LGBT Legal Cases Marriage equality Marriage Equality Trials

The opening brief in the Puerto Rico marriage case has been filed in the First Circuit Court of Appeals. The case was brought by Lambda Legal and private counsel.

The plaintiffs, same-sex couples, lost the case in federal district court when the judge dismissed it, citing Baker v. Nelson, the one-sentence summary dismissal of a marriage case by the Supreme Court in 1972.

You can read the opening brief, filed by the plaintiffs, here:

14-2184 Plaintiffs' Opening Brief by Equality Case Files

Thanks to Equality Case Files for these filings

58 Comments

  • 1. RobW303  |  January 27, 2015 at 10:30 am

    Has a further schedule for this case been set?

  • 2. davepCA  |  January 27, 2015 at 10:48 am

    That huge list of reference cases (nine pages!) right after the table of contents is looking pretty sweet. As well as the enormous footnote #2 starting on page 3.

    But it appears that page 18 is blank…..?

  • 3. Randolph_Finder  |  January 27, 2015 at 11:00 am

    Nope, Page 18 has "REASONS WHY ORAL ARGUMENT SHOULD BE HEARD" up at the top, and is only about 1/4 full…

  • 4. davepCA  |  January 27, 2015 at 11:13 am

    No, I was referring to the actual page numbering within the document (page 18 of the document is actually page 35 of 119 in the PDF numbering scheme). The entire page was blank earlier, and was definitely missing a big chunk of text, but it now appears fixed.

  • 5. guitaristbl  |  January 27, 2015 at 11:33 am

    I have totally forgotten about this cas recently.

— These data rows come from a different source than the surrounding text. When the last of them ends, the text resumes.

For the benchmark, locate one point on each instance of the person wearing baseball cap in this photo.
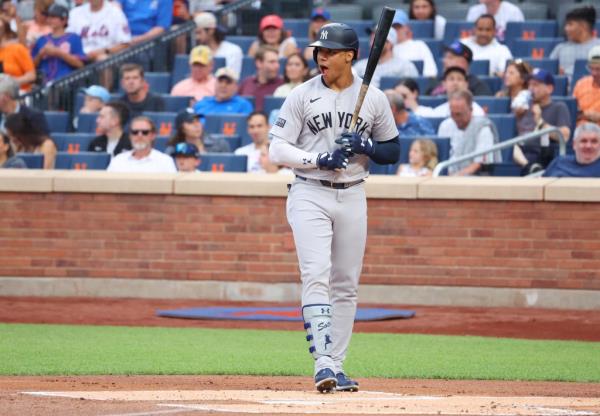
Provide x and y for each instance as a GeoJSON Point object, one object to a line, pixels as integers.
{"type": "Point", "coordinates": [272, 33]}
{"type": "Point", "coordinates": [201, 82]}
{"type": "Point", "coordinates": [587, 90]}
{"type": "Point", "coordinates": [460, 55]}
{"type": "Point", "coordinates": [209, 33]}
{"type": "Point", "coordinates": [226, 99]}
{"type": "Point", "coordinates": [58, 53]}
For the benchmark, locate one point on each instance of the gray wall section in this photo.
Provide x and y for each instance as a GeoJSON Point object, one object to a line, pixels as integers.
{"type": "Point", "coordinates": [290, 292]}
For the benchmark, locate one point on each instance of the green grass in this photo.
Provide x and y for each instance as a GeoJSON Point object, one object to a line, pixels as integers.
{"type": "Point", "coordinates": [85, 350]}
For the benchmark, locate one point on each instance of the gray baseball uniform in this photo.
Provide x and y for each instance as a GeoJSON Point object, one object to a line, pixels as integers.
{"type": "Point", "coordinates": [329, 224]}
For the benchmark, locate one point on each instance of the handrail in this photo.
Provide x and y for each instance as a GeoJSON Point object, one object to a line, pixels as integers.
{"type": "Point", "coordinates": [562, 148]}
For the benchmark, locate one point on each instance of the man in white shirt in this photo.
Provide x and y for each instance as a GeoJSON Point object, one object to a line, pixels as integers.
{"type": "Point", "coordinates": [143, 158]}
{"type": "Point", "coordinates": [502, 11]}
{"type": "Point", "coordinates": [467, 135]}
{"type": "Point", "coordinates": [389, 65]}
{"type": "Point", "coordinates": [258, 129]}
{"type": "Point", "coordinates": [485, 46]}
{"type": "Point", "coordinates": [410, 49]}
{"type": "Point", "coordinates": [102, 26]}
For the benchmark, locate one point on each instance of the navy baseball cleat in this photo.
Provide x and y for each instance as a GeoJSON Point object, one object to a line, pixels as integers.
{"type": "Point", "coordinates": [344, 383]}
{"type": "Point", "coordinates": [325, 381]}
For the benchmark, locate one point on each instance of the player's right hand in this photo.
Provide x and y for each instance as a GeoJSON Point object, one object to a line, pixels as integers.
{"type": "Point", "coordinates": [337, 160]}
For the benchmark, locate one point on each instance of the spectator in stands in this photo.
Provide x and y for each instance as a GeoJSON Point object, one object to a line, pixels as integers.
{"type": "Point", "coordinates": [422, 159]}
{"type": "Point", "coordinates": [189, 129]}
{"type": "Point", "coordinates": [503, 12]}
{"type": "Point", "coordinates": [212, 35]}
{"type": "Point", "coordinates": [267, 78]}
{"type": "Point", "coordinates": [38, 26]}
{"type": "Point", "coordinates": [408, 123]}
{"type": "Point", "coordinates": [110, 123]}
{"type": "Point", "coordinates": [425, 10]}
{"type": "Point", "coordinates": [272, 33]}
{"type": "Point", "coordinates": [143, 158]}
{"type": "Point", "coordinates": [15, 58]}
{"type": "Point", "coordinates": [460, 55]}
{"type": "Point", "coordinates": [319, 17]}
{"type": "Point", "coordinates": [29, 138]}
{"type": "Point", "coordinates": [586, 160]}
{"type": "Point", "coordinates": [485, 46]}
{"type": "Point", "coordinates": [147, 18]}
{"type": "Point", "coordinates": [408, 48]}
{"type": "Point", "coordinates": [201, 83]}
{"type": "Point", "coordinates": [455, 79]}
{"type": "Point", "coordinates": [587, 90]}
{"type": "Point", "coordinates": [258, 129]}
{"type": "Point", "coordinates": [468, 134]}
{"type": "Point", "coordinates": [389, 65]}
{"type": "Point", "coordinates": [137, 97]}
{"type": "Point", "coordinates": [187, 157]}
{"type": "Point", "coordinates": [225, 99]}
{"type": "Point", "coordinates": [102, 26]}
{"type": "Point", "coordinates": [58, 53]}
{"type": "Point", "coordinates": [8, 160]}
{"type": "Point", "coordinates": [296, 72]}
{"type": "Point", "coordinates": [9, 104]}
{"type": "Point", "coordinates": [579, 30]}
{"type": "Point", "coordinates": [534, 155]}
{"type": "Point", "coordinates": [516, 83]}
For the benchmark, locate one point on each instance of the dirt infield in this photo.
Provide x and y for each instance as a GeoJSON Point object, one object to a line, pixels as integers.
{"type": "Point", "coordinates": [185, 395]}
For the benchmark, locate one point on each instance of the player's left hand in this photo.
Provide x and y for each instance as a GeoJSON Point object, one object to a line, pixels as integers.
{"type": "Point", "coordinates": [352, 143]}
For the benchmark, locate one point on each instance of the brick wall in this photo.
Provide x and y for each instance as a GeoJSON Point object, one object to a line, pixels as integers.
{"type": "Point", "coordinates": [428, 242]}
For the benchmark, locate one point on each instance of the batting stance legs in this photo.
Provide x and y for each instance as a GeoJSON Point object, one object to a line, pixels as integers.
{"type": "Point", "coordinates": [329, 227]}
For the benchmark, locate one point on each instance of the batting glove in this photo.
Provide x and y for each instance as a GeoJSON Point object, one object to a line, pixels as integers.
{"type": "Point", "coordinates": [352, 143]}
{"type": "Point", "coordinates": [337, 160]}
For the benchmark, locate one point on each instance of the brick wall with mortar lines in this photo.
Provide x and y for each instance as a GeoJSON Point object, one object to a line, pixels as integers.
{"type": "Point", "coordinates": [422, 242]}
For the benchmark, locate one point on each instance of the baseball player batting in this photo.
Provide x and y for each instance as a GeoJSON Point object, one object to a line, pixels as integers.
{"type": "Point", "coordinates": [326, 205]}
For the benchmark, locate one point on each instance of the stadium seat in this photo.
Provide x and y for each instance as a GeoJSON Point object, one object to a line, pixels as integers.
{"type": "Point", "coordinates": [58, 121]}
{"type": "Point", "coordinates": [535, 48]}
{"type": "Point", "coordinates": [72, 142]}
{"type": "Point", "coordinates": [223, 162]}
{"type": "Point", "coordinates": [86, 122]}
{"type": "Point", "coordinates": [32, 160]}
{"type": "Point", "coordinates": [164, 122]}
{"type": "Point", "coordinates": [82, 160]}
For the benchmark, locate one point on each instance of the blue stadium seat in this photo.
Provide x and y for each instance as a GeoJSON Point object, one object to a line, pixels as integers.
{"type": "Point", "coordinates": [530, 29]}
{"type": "Point", "coordinates": [456, 30]}
{"type": "Point", "coordinates": [72, 142]}
{"type": "Point", "coordinates": [32, 160]}
{"type": "Point", "coordinates": [82, 160]}
{"type": "Point", "coordinates": [536, 48]}
{"type": "Point", "coordinates": [174, 104]}
{"type": "Point", "coordinates": [164, 122]}
{"type": "Point", "coordinates": [223, 162]}
{"type": "Point", "coordinates": [494, 105]}
{"type": "Point", "coordinates": [272, 103]}
{"type": "Point", "coordinates": [421, 29]}
{"type": "Point", "coordinates": [58, 121]}
{"type": "Point", "coordinates": [86, 122]}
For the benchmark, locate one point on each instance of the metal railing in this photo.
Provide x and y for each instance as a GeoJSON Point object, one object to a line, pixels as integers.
{"type": "Point", "coordinates": [562, 148]}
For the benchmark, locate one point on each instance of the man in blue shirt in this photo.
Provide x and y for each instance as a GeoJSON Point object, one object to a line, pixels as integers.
{"type": "Point", "coordinates": [226, 99]}
{"type": "Point", "coordinates": [408, 123]}
{"type": "Point", "coordinates": [586, 161]}
{"type": "Point", "coordinates": [58, 53]}
{"type": "Point", "coordinates": [147, 18]}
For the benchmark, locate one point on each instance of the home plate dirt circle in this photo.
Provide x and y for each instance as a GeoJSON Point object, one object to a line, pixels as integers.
{"type": "Point", "coordinates": [366, 402]}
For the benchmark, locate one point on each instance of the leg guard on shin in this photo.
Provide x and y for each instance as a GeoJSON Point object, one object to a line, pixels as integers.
{"type": "Point", "coordinates": [317, 322]}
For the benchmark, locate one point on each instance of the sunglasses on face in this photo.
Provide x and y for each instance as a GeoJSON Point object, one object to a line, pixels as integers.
{"type": "Point", "coordinates": [143, 132]}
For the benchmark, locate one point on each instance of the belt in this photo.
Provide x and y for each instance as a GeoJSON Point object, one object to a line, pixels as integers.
{"type": "Point", "coordinates": [334, 185]}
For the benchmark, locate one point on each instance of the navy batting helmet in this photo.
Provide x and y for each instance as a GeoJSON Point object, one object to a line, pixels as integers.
{"type": "Point", "coordinates": [336, 36]}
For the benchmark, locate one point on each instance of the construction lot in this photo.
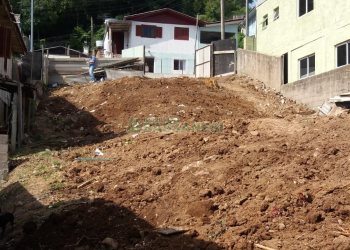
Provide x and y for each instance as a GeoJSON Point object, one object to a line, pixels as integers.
{"type": "Point", "coordinates": [226, 163]}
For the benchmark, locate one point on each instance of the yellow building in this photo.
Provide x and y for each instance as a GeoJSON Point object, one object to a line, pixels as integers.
{"type": "Point", "coordinates": [311, 36]}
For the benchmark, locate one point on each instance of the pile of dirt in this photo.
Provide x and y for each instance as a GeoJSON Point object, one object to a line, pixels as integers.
{"type": "Point", "coordinates": [229, 162]}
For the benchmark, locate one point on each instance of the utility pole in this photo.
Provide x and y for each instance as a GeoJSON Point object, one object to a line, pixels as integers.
{"type": "Point", "coordinates": [222, 20]}
{"type": "Point", "coordinates": [247, 18]}
{"type": "Point", "coordinates": [32, 26]}
{"type": "Point", "coordinates": [92, 33]}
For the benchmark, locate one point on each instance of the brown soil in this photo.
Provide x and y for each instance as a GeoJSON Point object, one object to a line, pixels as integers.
{"type": "Point", "coordinates": [234, 166]}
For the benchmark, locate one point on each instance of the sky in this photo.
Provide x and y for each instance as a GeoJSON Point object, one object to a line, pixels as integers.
{"type": "Point", "coordinates": [252, 3]}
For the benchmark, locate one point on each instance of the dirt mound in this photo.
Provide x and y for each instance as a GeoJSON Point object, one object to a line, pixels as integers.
{"type": "Point", "coordinates": [234, 166]}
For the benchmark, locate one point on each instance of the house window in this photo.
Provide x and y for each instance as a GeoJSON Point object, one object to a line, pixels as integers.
{"type": "Point", "coordinates": [207, 37]}
{"type": "Point", "coordinates": [149, 31]}
{"type": "Point", "coordinates": [181, 33]}
{"type": "Point", "coordinates": [179, 64]}
{"type": "Point", "coordinates": [276, 13]}
{"type": "Point", "coordinates": [343, 54]}
{"type": "Point", "coordinates": [265, 21]}
{"type": "Point", "coordinates": [307, 66]}
{"type": "Point", "coordinates": [305, 6]}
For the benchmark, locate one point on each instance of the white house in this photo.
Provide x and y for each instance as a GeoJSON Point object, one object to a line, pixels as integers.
{"type": "Point", "coordinates": [169, 38]}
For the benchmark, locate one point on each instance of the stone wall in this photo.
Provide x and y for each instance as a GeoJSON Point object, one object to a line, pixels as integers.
{"type": "Point", "coordinates": [315, 90]}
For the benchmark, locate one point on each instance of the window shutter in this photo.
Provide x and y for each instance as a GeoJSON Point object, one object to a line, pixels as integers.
{"type": "Point", "coordinates": [177, 33]}
{"type": "Point", "coordinates": [138, 30]}
{"type": "Point", "coordinates": [159, 32]}
{"type": "Point", "coordinates": [181, 33]}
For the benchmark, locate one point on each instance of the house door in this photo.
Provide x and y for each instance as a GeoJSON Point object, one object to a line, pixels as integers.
{"type": "Point", "coordinates": [149, 64]}
{"type": "Point", "coordinates": [285, 68]}
{"type": "Point", "coordinates": [117, 42]}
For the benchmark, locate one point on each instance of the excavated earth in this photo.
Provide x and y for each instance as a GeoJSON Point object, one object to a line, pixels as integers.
{"type": "Point", "coordinates": [179, 164]}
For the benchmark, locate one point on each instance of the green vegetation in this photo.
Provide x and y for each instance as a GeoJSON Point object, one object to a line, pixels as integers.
{"type": "Point", "coordinates": [63, 22]}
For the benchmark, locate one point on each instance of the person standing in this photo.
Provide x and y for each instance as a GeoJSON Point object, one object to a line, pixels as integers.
{"type": "Point", "coordinates": [92, 65]}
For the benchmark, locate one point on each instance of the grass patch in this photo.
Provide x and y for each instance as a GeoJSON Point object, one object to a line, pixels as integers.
{"type": "Point", "coordinates": [56, 186]}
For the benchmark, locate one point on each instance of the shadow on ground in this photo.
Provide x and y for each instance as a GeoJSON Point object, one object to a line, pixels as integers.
{"type": "Point", "coordinates": [83, 224]}
{"type": "Point", "coordinates": [59, 124]}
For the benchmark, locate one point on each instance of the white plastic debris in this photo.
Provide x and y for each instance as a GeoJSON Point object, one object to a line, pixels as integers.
{"type": "Point", "coordinates": [98, 152]}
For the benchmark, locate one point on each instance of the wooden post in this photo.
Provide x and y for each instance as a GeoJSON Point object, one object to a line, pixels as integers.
{"type": "Point", "coordinates": [20, 115]}
{"type": "Point", "coordinates": [3, 157]}
{"type": "Point", "coordinates": [14, 124]}
{"type": "Point", "coordinates": [222, 3]}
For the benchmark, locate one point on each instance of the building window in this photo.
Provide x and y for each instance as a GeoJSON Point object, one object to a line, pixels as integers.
{"type": "Point", "coordinates": [305, 6]}
{"type": "Point", "coordinates": [307, 66]}
{"type": "Point", "coordinates": [207, 37]}
{"type": "Point", "coordinates": [149, 31]}
{"type": "Point", "coordinates": [181, 33]}
{"type": "Point", "coordinates": [265, 21]}
{"type": "Point", "coordinates": [276, 13]}
{"type": "Point", "coordinates": [343, 54]}
{"type": "Point", "coordinates": [179, 64]}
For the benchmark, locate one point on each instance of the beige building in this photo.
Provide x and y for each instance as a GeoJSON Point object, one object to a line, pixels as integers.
{"type": "Point", "coordinates": [312, 36]}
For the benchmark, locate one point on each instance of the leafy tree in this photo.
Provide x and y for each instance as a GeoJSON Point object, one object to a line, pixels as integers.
{"type": "Point", "coordinates": [67, 19]}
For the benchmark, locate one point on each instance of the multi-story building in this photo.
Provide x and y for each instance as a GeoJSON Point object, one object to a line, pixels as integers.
{"type": "Point", "coordinates": [312, 36]}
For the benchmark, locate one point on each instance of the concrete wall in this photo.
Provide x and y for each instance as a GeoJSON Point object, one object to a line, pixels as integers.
{"type": "Point", "coordinates": [267, 69]}
{"type": "Point", "coordinates": [113, 74]}
{"type": "Point", "coordinates": [316, 32]}
{"type": "Point", "coordinates": [8, 72]}
{"type": "Point", "coordinates": [314, 91]}
{"type": "Point", "coordinates": [133, 52]}
{"type": "Point", "coordinates": [3, 157]}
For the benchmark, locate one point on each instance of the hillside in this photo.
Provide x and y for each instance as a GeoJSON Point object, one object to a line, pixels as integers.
{"type": "Point", "coordinates": [232, 164]}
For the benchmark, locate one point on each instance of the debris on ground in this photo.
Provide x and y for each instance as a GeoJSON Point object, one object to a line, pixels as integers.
{"type": "Point", "coordinates": [239, 166]}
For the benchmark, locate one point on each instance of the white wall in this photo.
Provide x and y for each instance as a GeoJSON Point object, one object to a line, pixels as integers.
{"type": "Point", "coordinates": [166, 49]}
{"type": "Point", "coordinates": [165, 44]}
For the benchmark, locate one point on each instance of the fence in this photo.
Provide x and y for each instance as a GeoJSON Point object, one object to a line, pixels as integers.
{"type": "Point", "coordinates": [217, 58]}
{"type": "Point", "coordinates": [204, 61]}
{"type": "Point", "coordinates": [267, 69]}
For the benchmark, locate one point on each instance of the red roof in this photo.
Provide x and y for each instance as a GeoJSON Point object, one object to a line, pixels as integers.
{"type": "Point", "coordinates": [168, 16]}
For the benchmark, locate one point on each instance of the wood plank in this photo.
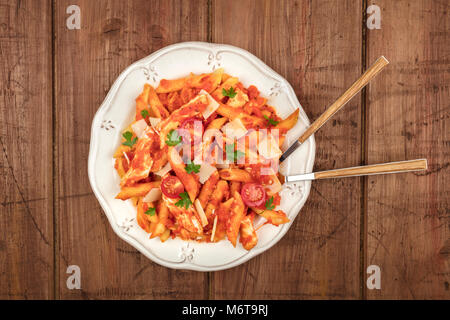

The 1st circuit is moving at a snail's pace and this case stands no chance of even being heard before SCOTUS rules either way.

  • 6. Zack12  |  January 27, 2015 at 12:44 pm

    If it was going to be heard, our side pretty much has this one in the bag as long as we get two Democrats which is likely given the 4-2 makeup of the court.

  • 7. RnL2008  |  January 27, 2015 at 1:17 pm

    Okay, sorry to be off-topic on such a great day, but here is Ben Carson thinking his joke is funny and it's not: http://instinctmagazine.com/post/gop-presidential

  • 8. Sagesse  |  January 27, 2015 at 1:22 pm

    I'm speechless… the LDS church carefully redefines the word 'balance'.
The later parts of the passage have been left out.